When we will project data onto the atlas, we'll do a lot of quality assurance to ensure the projection makes biological sense. The (optional) essential genes help with this quality assurance. Specifically, if a gene is designated as essential for some cell type, and some projected data "seems like" it is of this cell type, we'll ensure that this data agrees with the atlas for the essential genes. For example, if the projected metacell does not express CD8, then we can't say it is a CD8 T-cell. It may be very similar to a CD8 T-cell, but we just can't reasonably that it is one.

Selecting the (few) genes to use as essenntial for each cell type requires, as usual, the expertise of the biologist preparing the atlas. Note that all we require is a list of genes, not some quantitative threshold to use as a cell type classifier. The quantitative aspect is automatically provided by the projection algorithm itself (which is outside the scope of this vignette).

10.3 Removing doublet meta/cells

Some of the metacells were annotated as doublets. In a realistic iterative process, we would exclude the cells of these metacells, re-compute the metacells, and re-annotate them. Since we artificially stopped at this point in the process, we'll skip these steps, leaving the doublets in these so-called "final" results.

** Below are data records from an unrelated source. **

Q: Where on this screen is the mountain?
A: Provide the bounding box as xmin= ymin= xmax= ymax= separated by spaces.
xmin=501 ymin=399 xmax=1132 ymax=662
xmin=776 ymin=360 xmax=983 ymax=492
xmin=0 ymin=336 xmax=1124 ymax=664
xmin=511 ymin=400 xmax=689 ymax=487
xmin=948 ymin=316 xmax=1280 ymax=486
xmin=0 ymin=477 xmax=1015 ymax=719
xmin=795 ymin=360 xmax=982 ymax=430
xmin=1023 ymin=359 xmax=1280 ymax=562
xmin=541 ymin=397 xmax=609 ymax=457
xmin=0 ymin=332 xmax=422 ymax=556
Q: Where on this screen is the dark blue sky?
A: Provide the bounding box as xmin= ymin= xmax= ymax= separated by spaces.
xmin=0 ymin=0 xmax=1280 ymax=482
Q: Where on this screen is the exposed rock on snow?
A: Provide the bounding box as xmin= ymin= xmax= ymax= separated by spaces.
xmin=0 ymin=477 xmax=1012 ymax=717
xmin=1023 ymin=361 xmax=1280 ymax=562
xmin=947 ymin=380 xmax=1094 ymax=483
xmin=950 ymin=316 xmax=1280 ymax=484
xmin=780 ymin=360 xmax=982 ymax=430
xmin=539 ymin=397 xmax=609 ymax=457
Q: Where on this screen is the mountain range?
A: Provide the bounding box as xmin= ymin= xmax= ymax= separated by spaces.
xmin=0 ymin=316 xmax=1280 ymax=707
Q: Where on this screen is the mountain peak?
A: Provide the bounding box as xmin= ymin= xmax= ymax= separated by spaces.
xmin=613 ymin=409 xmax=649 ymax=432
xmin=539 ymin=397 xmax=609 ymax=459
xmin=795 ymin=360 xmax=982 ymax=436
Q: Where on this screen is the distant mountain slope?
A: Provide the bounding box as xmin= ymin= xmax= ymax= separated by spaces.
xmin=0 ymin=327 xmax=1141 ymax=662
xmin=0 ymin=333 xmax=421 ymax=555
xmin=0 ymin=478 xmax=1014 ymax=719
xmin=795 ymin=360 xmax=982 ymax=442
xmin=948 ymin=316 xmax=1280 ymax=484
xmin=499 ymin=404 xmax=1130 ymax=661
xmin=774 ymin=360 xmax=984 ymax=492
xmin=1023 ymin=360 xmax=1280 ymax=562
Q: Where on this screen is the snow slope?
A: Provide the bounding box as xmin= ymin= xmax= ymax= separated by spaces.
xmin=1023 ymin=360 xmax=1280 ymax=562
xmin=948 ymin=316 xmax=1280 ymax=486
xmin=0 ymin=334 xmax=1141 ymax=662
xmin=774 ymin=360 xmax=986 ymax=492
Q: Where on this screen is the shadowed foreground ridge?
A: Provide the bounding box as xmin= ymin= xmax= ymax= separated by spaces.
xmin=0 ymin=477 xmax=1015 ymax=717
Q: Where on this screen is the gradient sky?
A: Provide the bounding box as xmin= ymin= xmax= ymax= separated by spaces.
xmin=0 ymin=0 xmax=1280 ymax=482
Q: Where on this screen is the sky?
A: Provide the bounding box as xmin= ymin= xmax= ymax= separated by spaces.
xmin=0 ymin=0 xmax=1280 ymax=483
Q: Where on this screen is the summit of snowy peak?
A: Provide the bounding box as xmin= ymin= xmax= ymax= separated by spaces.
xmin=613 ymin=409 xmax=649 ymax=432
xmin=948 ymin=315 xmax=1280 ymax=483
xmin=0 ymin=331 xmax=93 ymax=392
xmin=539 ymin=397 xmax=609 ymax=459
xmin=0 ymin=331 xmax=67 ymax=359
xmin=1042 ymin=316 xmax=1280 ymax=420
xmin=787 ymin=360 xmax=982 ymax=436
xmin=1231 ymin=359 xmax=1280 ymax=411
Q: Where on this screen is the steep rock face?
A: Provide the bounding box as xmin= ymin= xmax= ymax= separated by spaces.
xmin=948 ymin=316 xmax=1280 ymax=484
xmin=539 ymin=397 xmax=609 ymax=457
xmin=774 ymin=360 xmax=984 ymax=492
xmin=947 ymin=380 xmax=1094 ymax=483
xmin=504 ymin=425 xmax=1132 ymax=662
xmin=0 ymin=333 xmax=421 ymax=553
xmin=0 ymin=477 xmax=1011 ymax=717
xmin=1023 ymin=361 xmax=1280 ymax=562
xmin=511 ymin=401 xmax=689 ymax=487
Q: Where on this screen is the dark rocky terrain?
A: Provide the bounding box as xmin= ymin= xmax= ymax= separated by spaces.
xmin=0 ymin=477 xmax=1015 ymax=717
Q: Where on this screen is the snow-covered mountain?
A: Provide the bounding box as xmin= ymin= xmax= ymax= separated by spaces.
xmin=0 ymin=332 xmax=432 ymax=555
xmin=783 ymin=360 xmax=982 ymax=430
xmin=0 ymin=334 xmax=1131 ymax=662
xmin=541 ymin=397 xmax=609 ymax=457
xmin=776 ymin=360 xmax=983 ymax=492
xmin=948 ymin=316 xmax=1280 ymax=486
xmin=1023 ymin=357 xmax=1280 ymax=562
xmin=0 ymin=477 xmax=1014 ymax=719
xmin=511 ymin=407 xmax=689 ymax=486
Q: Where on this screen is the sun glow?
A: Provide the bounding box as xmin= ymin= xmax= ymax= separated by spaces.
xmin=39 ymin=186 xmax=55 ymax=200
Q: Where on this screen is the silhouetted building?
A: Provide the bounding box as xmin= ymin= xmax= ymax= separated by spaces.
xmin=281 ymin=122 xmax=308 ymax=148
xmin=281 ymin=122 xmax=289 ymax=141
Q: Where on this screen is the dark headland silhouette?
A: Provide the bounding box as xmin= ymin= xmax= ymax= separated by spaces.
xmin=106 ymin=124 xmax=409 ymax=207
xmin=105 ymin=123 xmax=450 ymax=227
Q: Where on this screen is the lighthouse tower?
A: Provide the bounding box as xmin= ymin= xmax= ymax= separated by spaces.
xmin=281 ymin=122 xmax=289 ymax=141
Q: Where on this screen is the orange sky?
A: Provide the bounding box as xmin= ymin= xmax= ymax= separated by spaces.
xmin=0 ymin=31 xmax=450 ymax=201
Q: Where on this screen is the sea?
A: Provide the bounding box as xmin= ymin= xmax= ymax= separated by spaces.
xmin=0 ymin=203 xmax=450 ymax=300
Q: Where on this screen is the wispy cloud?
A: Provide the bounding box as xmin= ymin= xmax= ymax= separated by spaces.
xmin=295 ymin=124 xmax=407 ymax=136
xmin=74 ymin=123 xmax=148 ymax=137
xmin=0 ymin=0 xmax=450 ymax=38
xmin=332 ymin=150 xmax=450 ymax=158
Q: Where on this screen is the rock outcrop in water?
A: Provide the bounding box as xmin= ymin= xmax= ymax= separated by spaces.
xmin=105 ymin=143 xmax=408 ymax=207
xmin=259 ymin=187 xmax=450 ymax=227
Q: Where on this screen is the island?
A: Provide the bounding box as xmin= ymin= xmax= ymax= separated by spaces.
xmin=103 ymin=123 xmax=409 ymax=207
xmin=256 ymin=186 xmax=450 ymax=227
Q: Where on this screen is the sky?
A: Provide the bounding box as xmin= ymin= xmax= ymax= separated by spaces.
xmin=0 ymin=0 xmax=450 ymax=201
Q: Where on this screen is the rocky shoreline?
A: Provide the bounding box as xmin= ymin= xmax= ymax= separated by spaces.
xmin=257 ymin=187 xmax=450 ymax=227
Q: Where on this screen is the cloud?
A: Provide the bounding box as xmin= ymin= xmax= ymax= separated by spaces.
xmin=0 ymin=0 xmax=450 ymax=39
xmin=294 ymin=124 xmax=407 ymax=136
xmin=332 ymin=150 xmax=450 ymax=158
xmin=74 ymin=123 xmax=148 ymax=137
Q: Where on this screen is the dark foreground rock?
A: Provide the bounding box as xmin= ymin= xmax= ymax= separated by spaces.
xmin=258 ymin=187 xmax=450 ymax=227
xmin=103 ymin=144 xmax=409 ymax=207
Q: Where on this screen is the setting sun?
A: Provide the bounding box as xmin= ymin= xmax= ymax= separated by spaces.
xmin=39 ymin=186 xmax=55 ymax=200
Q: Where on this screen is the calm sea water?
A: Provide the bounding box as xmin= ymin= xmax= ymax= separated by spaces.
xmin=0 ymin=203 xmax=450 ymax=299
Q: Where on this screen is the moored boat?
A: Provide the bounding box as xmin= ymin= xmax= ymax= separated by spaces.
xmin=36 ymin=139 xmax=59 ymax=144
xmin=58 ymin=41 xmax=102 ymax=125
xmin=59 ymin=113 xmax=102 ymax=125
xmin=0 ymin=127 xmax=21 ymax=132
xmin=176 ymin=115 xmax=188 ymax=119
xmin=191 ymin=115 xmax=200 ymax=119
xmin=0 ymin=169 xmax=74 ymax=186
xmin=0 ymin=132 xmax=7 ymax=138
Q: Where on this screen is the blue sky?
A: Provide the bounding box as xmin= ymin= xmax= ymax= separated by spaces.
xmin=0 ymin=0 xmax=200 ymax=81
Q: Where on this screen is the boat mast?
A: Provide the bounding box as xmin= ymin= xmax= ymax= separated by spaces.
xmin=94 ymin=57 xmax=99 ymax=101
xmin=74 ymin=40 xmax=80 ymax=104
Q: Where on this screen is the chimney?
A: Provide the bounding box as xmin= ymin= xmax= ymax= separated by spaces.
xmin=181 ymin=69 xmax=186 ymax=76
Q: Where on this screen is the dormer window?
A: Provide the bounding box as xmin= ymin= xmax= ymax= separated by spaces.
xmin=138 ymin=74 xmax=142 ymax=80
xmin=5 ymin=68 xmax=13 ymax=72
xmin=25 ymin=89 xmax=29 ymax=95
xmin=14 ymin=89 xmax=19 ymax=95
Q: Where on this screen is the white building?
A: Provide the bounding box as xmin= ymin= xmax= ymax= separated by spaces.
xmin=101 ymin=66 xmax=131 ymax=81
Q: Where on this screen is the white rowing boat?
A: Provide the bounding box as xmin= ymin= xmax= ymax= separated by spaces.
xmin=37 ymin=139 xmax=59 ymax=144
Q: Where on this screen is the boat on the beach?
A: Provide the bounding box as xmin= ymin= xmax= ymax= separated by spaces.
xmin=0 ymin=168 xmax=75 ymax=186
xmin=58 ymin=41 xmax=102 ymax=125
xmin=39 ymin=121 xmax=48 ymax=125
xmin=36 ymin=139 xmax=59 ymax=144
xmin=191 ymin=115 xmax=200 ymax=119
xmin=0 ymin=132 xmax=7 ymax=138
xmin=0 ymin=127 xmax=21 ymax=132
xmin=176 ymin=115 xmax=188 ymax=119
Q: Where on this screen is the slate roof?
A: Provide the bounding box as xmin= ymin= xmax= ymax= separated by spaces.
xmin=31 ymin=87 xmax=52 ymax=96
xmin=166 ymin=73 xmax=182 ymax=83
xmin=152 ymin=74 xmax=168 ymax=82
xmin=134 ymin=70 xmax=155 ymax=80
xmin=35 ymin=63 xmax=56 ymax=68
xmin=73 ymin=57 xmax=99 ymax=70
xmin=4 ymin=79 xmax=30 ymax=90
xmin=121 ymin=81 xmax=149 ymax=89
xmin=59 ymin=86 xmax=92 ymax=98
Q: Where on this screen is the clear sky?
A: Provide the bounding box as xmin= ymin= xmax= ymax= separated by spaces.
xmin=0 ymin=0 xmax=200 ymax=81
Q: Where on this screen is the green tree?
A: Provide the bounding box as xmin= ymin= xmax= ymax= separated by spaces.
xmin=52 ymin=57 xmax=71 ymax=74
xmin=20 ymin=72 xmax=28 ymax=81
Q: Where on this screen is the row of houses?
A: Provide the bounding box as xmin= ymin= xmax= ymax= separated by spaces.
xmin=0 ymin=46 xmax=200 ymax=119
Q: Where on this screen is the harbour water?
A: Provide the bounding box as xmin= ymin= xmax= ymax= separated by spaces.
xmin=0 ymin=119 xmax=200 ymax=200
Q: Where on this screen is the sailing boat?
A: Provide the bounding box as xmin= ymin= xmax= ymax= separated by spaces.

10.4 Spit and polish in general

This is a good place to delete, rename, compute and in general ensure all per-gene and per-metacell properties exist, are properly named, etc. Again, how much effort (if any) is put into this varies greatly depending on the specific scennario.

Just as an example, here we'll delete the type annotations from the previous iterations from the data, because they will only confuse anyone using the final result.

10.5 Computing for MCView

We've already computed all the MCView data. Yes, we have changed the assignment of types to metacells since, but none of the computed data actually depends on these types, so there's no need to compute it again.

10.6 Saving the final results

We'll save the results in some location that makes it clear that this is the final data. In a real process, this would be what we'd publish out of it as a "metacells atlas". In fact, typically such an atlas wouldn't even contain the cells data, but we store it for completeness, and in case "somethings comes up" and we have to do a few more iterations.

That's it. We now have our final results, both as h5ad files and as an MCView application, to use as we see fit.

To remove doubt, the results presented here are not suitable for use in any serious analysis. This is an example of the process, nothing more.